Quando
digo por aí que no Ceará temos serras altas, cobertas de Mata Atlântica com
suas típicas bromélias, orquídeas e samambaias, relvas de marias-sem-vergonha,
neblinas densas pela manhã, fios d’água e clima frio, as pessoas se admiram, às
vezes até descrentes. Mesmo eu me maravilhei esses dias, na verdejante,
agradável, calma e fresca serra de Guaramiranga. Não dava para acreditar que
era o mesmo Ceará das praias e coqueiros, ou o dos sertões de caatinga. Parecia
um sonho.
A Rachel
de Queiroz dizia que o nome Guaramiranga, que significa pássaro vermelho, veio
de um sítio fundado por seu bisavô, e ainda no século 19 acabou batizando o
vilarejo, quando tinha só duas ruas que se cruzavam: uma da porteira do sítio
até a igrejinha de Lourdes, no alto; e outra, do Monte-flor para o Macapá. Ali
ela passava suas férias de menina, numa casa alugada pelo pai no alto da
Matriz. Rachel contava que uns jornalistas, professores, artistas, subiam de
Fortaleza e se reuniam com a inteligência local, para programar peças de
teatro, conferências, recitais. No final do ano, todos se juntavam para montar
um “drama”, uma espécie de teatro de revista nascido dos rituais de colheita
dos antigos lavradores.
Moças
vestidas de deusas declamavam, bailavam, cantavam, exaltando o clima, as águas,
as flores e frutas, as riquezas do café e da cana-de-açúcar. A Rachel ainda se
lembrava de uma valsa tocada num desses dramas, chamada Princesinha dos
dólares: “Sou a cana jovial / do café a doce irmã...”
Aquela
serra pertencia a índios, só eles conseguiam viver num lugar tão inacessível;
ali habitavam os Canindé, quando chegaram os missionários, até que as terras
foram desbravadas por fazendeiros dos sertões vizinhos que ocupavam as partes
cada vez mais altas das encostas. Os índios, agora escravos, foram trabalhar
nas plantações e construíram algumas das casas senhoriais que ainda vemos por
lá. Com as grandes secas dos anos setecentos, sertanejos eram empurrados para a
serra em busca de água. Não tardou a surgir em torno de uma capela o povoado de
Conceição, que depois se tornou a freguesia de Nossa Senhora da Conceição. No
século 19 o lugar ficou rico, com as plantações de café e de cana-de-açúcar. E
veio o nome Guaramiranga.
Numa
caminhada pela serra, ali perto de Forquilha, eu avistava alguns pontinhos
vermelhos no meio da mata; eram frutos de café, talvez remanescentes dos tempos
dos grandes plantios cafeeiros. Tudo em Guaramiranga tinha relação com a
lavoura de cana e a de café que se espalhavam pelas encostas. Naqueles pomares,
roçados e canaviais os lavradores descansavam fazendo versos, cantorias. Nas
imensas cozinhas dos sítios as nativas ouviam e cantavam cantigas aprendidas
com senhoras portuguesas ou holandesas.
Dizem que
foi dessas cantigas de cozinha que nasceram os dramas lembrados pela Rachel.

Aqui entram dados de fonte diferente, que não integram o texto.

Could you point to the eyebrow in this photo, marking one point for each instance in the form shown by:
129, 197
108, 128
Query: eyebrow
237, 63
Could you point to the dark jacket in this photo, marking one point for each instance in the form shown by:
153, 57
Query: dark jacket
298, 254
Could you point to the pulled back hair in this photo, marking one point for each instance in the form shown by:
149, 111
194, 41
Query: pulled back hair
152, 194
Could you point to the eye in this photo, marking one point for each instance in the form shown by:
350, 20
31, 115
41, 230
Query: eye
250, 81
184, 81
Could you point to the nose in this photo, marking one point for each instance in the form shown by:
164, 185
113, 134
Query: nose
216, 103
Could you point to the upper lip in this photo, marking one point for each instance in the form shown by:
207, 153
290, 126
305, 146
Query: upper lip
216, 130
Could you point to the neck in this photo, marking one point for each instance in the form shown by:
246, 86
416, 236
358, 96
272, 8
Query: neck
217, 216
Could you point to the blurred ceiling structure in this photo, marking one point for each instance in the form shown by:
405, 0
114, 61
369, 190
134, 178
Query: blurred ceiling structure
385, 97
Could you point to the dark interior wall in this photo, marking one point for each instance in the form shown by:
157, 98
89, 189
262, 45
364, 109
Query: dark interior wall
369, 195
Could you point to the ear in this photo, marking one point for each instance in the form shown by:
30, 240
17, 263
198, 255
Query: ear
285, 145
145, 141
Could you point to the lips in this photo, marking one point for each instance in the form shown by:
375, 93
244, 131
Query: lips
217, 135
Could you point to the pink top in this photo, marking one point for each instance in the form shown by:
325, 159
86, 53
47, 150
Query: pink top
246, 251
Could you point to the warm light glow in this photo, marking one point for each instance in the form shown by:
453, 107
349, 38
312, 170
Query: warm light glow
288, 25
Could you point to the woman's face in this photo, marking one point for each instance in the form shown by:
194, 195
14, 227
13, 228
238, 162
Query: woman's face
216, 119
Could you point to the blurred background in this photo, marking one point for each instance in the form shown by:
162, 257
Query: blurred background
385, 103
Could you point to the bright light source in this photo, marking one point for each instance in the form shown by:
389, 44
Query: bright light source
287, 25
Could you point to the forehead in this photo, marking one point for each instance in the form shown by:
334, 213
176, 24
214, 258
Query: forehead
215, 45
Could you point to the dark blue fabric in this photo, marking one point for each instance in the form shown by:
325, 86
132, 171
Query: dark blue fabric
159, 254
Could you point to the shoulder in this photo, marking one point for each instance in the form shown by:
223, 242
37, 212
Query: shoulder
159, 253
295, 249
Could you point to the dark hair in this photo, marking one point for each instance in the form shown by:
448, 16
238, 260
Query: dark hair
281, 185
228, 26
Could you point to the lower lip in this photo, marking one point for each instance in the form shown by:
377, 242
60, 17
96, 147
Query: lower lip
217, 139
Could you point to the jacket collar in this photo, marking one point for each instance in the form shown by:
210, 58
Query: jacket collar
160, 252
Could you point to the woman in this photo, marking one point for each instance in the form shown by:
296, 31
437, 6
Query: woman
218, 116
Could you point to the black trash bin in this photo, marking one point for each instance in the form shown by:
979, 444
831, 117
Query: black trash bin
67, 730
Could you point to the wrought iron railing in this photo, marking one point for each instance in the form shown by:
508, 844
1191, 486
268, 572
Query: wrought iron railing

Quando os trabalhadores festejavam a colheita, apresentavam seus poemas em
dramas e reisados. Primeiro entre si, depois para senhores e suas famílias, nos
faxinais dos sítios. Os senhores forneciam as roupas de cena, os cenários, cediam
os lampiões que iluminavam a faxina, convidavam o povo das redondezas, e davam
de graça a cachaça. Contam que no sítio Arábia se apresentavam noitadas de
dramas com mais de cinquenta e três números diferentes. Eles chamavam os
números de “operetas”, que eram diálogos cantados. Os sítios ficavam cheios de
gente em suas roupas domingueiras, comendo e bebendo, divertindo-se com
entusiasmo.
Algum
padre entendeu que aquele júbilo poderia animar as cerimônias da padroeira,
aumentando a arrecadação das quermesses, e incorporou a festividade às festas
de igreja. Assim foi que Guaramiranga criou seu espírito de artes, a partir de
dramas, de mestres do reisado, de músicos e poetas populares, das festas
religiosas, das rezadeiras com suas preces, dos balaieiros que fabricavam peças
minuciosas... Com o fim das atividades cafeeiras, os lavradores se foram
daquelas serras, e a festa de dramas passou a fazer parte do pequeno centro
urbano. Nos domingos à noite. Uma história bucólica, um passado alegre.
Como
Rachel, também tenho as minhas lembranças líricas de infância na serra. Mas era
a de Maranguape, onde meus pais alugavam um sítio para nossas férias. Minha
lembrança é apenas uma névoa, uma ou outra imagem sem história, pois eu era
muito pequenina, tinha apenas dois anos de idade: uma piscina imensa, águas
escuras cobertas de pinceladas de prata, a vegetação por trás, o vulto de uma
casa, um telhado vermelho...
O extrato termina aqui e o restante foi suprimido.